I’m about out of time
.

          The old man directed
Noah to the side door stoop, ordering him to a halt just short of it.  He then
had Noah remove the backpack and utility belt.  Noah did as instructed, setting
the items on the ground near the push mower.

          “Go on inside.  Move
real slow.  You even twitch going through that door, you’re a dead little son
of a bitch.”

          Noah climbed the steps
to the stoop and turned the knob to open the door.  Through the door was a
large kitchen awash in shadow.  The window blinds at the back of the house had
been raised, letting in enough sunlight to see by.  In a corner of the big
kitchen area was a large, round dining table.  Pinned to the wall next to a row
of cupboards was a calendar from the year before the end of the world.

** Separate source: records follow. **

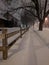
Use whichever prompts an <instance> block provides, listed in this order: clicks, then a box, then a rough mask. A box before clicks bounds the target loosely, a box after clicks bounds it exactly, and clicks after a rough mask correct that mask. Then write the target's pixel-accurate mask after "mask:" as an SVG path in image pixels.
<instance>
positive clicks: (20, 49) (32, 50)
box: [0, 26, 49, 65]
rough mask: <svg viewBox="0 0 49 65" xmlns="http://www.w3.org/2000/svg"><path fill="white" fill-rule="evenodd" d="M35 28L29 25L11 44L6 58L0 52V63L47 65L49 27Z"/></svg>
mask: <svg viewBox="0 0 49 65" xmlns="http://www.w3.org/2000/svg"><path fill="white" fill-rule="evenodd" d="M37 29H38V28H37ZM37 29H36V26H35V28H34V29H33V27H31V28H30V29H29V31H28V32H26V33H25V34H24V35H23V37H22V38H20V39H19V40H18V41H17V42H16V43H15V45H13V46H12V48H11V49H10V50H9V51H8V59H7V60H2V59H1V54H0V65H49V28H44V29H43V31H38V30H37Z"/></svg>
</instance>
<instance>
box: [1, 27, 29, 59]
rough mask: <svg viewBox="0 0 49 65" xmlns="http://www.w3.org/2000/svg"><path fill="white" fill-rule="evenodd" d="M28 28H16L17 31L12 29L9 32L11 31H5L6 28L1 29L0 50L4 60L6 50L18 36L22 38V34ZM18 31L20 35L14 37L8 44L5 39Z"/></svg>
mask: <svg viewBox="0 0 49 65" xmlns="http://www.w3.org/2000/svg"><path fill="white" fill-rule="evenodd" d="M28 29H29V27H28V28H25V29H20V30H17V31H14V32H11V33H7V29H1V31H2V34H0V39H2V46H0V51H2V52H3V59H4V60H6V59H7V57H8V50H9V49H10V48H11V47H12V46H13V45H14V43H15V42H16V41H17V40H18V39H19V38H22V35H23V34H24V33H25V32H27V31H28ZM18 33H20V35H19V36H18V37H17V38H16V39H15V40H13V41H12V42H11V43H10V44H8V42H7V40H8V38H10V37H12V36H14V35H16V34H18Z"/></svg>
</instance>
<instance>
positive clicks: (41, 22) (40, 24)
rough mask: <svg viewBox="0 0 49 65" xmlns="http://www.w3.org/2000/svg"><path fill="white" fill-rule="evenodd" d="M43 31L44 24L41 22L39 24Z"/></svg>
mask: <svg viewBox="0 0 49 65" xmlns="http://www.w3.org/2000/svg"><path fill="white" fill-rule="evenodd" d="M42 30H43V22H42V21H41V22H40V23H39V31H42Z"/></svg>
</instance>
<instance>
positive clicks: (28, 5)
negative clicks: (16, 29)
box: [13, 0, 49, 30]
mask: <svg viewBox="0 0 49 65" xmlns="http://www.w3.org/2000/svg"><path fill="white" fill-rule="evenodd" d="M32 2H33V3H34V5H31V6H30V5H27V6H22V7H17V8H16V9H13V10H16V11H17V10H18V9H24V8H25V9H26V10H28V8H32V9H34V10H35V11H36V13H35V14H34V13H33V11H31V10H28V11H29V12H30V13H31V14H32V15H33V16H35V17H37V18H38V20H39V30H42V29H43V23H44V20H45V17H47V16H48V14H49V9H48V11H46V10H47V2H48V0H45V1H44V5H43V6H41V5H42V2H41V1H39V0H32Z"/></svg>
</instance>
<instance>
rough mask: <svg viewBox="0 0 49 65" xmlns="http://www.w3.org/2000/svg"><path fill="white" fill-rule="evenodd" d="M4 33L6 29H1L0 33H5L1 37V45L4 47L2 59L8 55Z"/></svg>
mask: <svg viewBox="0 0 49 65" xmlns="http://www.w3.org/2000/svg"><path fill="white" fill-rule="evenodd" d="M6 33H7V29H2V34H5V36H4V38H3V39H2V45H3V47H4V50H3V59H4V60H6V59H7V56H8V50H7V37H6Z"/></svg>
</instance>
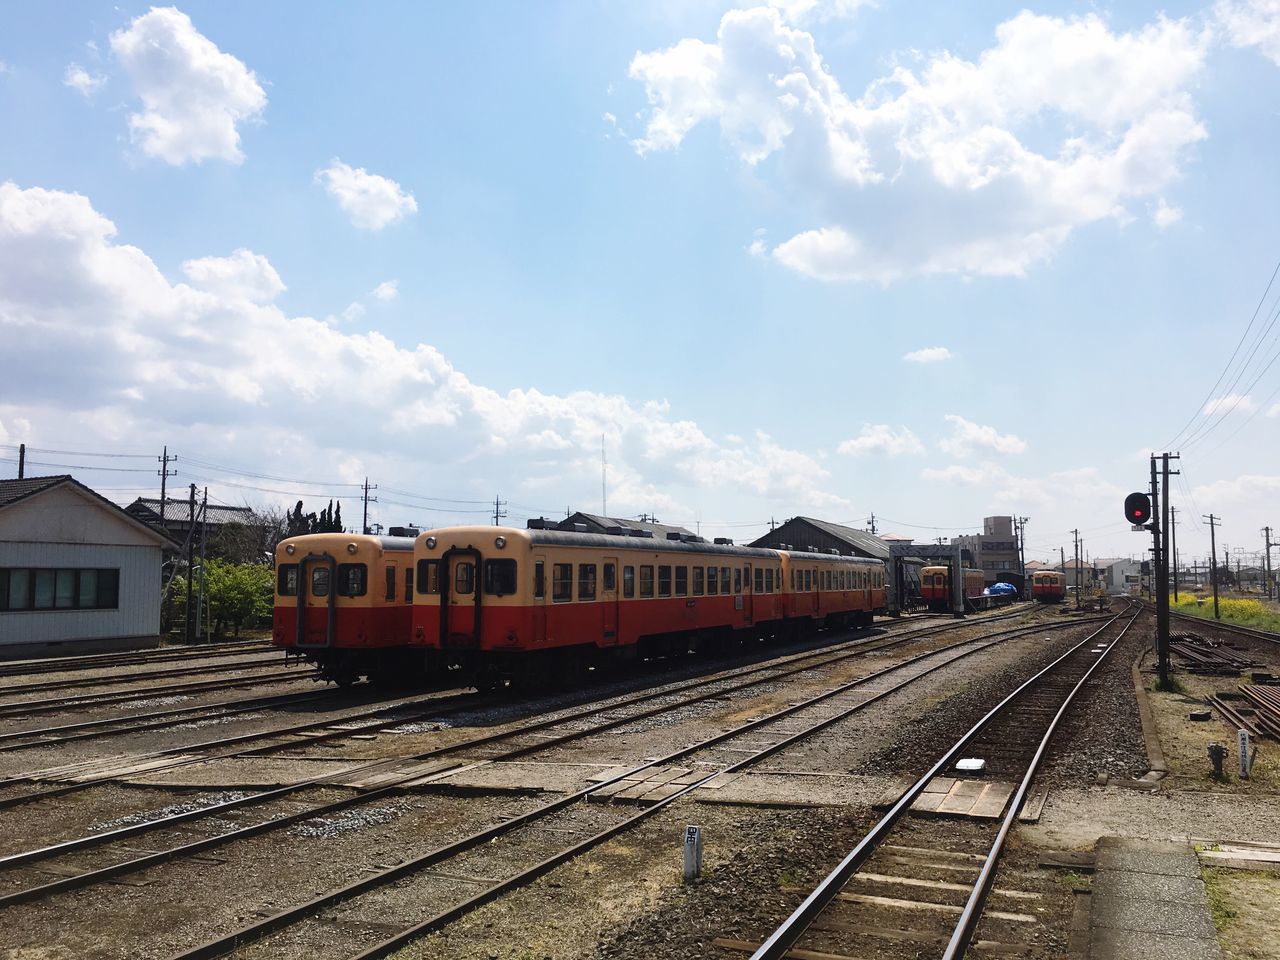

          An unsettling thought came
to Noah as he continued into the kitchen—
This is where I die.

          “Turn around, boy.”

          Noah sighed and did as
ordered.

          A hard fist slammed
into his stomach, knocking the air from his lungs and dropping him to his
knees.  Before he could begin to recover from the first blow, the old man’s
fist came arcing toward him again.  This time knuckles crashed against Noah’s
jaw.  An explosion of pain went off in his head as he pitched sideways onto the
dusty hardwood floor.  It was so intense it briefly made cognizance of anything
else impossible.  When the first wave of pain receded, he realized the old man
had him by the wrists and was dragging him across the floor.  The son of a
bitch had set his shotgun down, but Noah was effectively incapacitated and
incapable of gaining any advantage from this.  He twisted his head around and
glimpsed their likely destination—an open door in a corner of the kitchen.